Isidro Bautista

Algunos “sesudos” analistas políticos casi achicharran sus neuronas cuando se ponen a discutir sobre qué valor es más apreciado en la política mexicana: la capacidad o la lealtad.
Cuando un gobernador llega al momento de decidir con quiénes integra su equipo de trabajo, llega invariablemente al hecho de allegarse de colaboradores con esos dos o más atributos.
Salvo rarísimas casos, que son la excepción de una regla no escrita, se gobierna con amigos, correligionarios, compañeros de lucha, tanto de uno como de otro partido político. Los amigos van al lado. Son los depositarios de la confianza. Que tengan la capacidad deseada, es otra cosa. El jefe los coloca en donde se supone pueden ayudar, no entorpecer, las tareas por realizar. A veces fallan los cálculos y entonces hay que hacer los acomodos necesarios.
Si en un juego de ajedrez, para no sufrir el jaque mate hay que mover las piezas para atacar y defender al Rey, y a veces es necesario sacrificar alguna o algunas piezas para mantener viva la estrategia y no perder el juego, en política se dan situaciones parecidas.

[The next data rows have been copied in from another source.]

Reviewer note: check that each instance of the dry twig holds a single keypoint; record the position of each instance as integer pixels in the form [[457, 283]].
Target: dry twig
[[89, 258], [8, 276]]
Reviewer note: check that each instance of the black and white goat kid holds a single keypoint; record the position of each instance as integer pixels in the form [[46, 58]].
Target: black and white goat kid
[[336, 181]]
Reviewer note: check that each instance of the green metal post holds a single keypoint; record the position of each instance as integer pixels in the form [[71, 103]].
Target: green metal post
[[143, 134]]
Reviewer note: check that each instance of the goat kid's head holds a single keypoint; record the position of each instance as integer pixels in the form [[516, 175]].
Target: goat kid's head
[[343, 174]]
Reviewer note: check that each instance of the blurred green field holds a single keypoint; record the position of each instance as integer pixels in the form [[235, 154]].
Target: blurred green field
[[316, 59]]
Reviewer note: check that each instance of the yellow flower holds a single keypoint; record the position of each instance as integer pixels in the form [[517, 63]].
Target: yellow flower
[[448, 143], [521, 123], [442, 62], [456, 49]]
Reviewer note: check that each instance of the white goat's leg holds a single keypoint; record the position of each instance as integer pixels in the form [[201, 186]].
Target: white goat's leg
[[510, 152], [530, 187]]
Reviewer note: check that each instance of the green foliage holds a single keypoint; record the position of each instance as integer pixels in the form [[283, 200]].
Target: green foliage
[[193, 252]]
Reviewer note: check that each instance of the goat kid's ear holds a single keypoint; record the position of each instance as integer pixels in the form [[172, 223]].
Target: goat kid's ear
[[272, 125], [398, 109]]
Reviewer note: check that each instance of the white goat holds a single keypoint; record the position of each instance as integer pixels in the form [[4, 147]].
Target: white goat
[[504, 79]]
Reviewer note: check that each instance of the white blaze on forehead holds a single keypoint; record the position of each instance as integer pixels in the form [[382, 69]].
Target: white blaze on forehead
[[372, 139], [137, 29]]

Con el paso de las semanas o los meses, muchos funcionarios públicos —no todos, hay que aclararlo— encuentran su zona de confort y, comodinos, porque es lo más fácil, “se la llevan nadando de a muertito”. Se instalan en un bajo perfil, no hacen ruido, procuran pasar desapercibidos, que no se sepa casi nada de ellos, pero, eso sí, se engullen el muchas veces inmerecido salario que les pagan. Y el que paga los platos rotos de las omisiones, los errores, las insuficiencias provocadas por la indolencia burocrática, es el jefe. Este es el que recibe las críticas, las golpizas mediáticas, es el blanco de la ira popular.
Un gobernador, José Francisco Ruiz Massieu, reprochaba a sus colaboradores que “se hicieran guajes”. Él se los decía con otras palabras, quizá no elegantes, pero muy certeras.
Entonces, y ahora, porque los “estorbantes” siempre han estado ahí, incrustados en las oficinas del gobierno, no se han ido, los aficionados a mecerse y roncar en la hamaca, son un lastre que hay que arrojar fuera de la nave en estos tiempos de peligrosas marejadas políticas.
El gobernador del estado, Héctor Astudillo Flores, a dos años de haber asumido el timón de la descontrolada embarcación que era Guerrero, seguramente ya tiene una idea clara de quiénes funcionan y quiénes no, para estar a la altura de los reclamos populares, que hoy son incontenibles.
Los colaboradores del gobernador deben entender que no sólo se trata de estar en la oficina dizque haciendo la chamba. Deben defender con convicción las ideas de este gobierno, sus objetivos, sus acciones.
Sí van a la radio y a la televisión, y aparecen en los medios impresos, pero se han limitado a hablar del área que les corresponden.
La activista Yndira Sandoval expresó que había sufrido una violación del Estado, y ningún funcionario, ni siquiera de la Secretaría de la Mujer o las flamantes diputadas de su partido, el PRI, salieron al paso.
Del homicidio de Ranferi Hernández, ex dirigente estatal del PRD, se dijeron también muchas cosas: que en Guerrero hay persecución y linchamiento en contra de luchadores sociales, y que no se ve un combate antidelincuencia. Ni por una rejilla alguien asomó la cara.
Y habrá más andanadas en contra del Ejecutivo estatal en la medida en que se acerquen las elecciones de 2018. Espérense.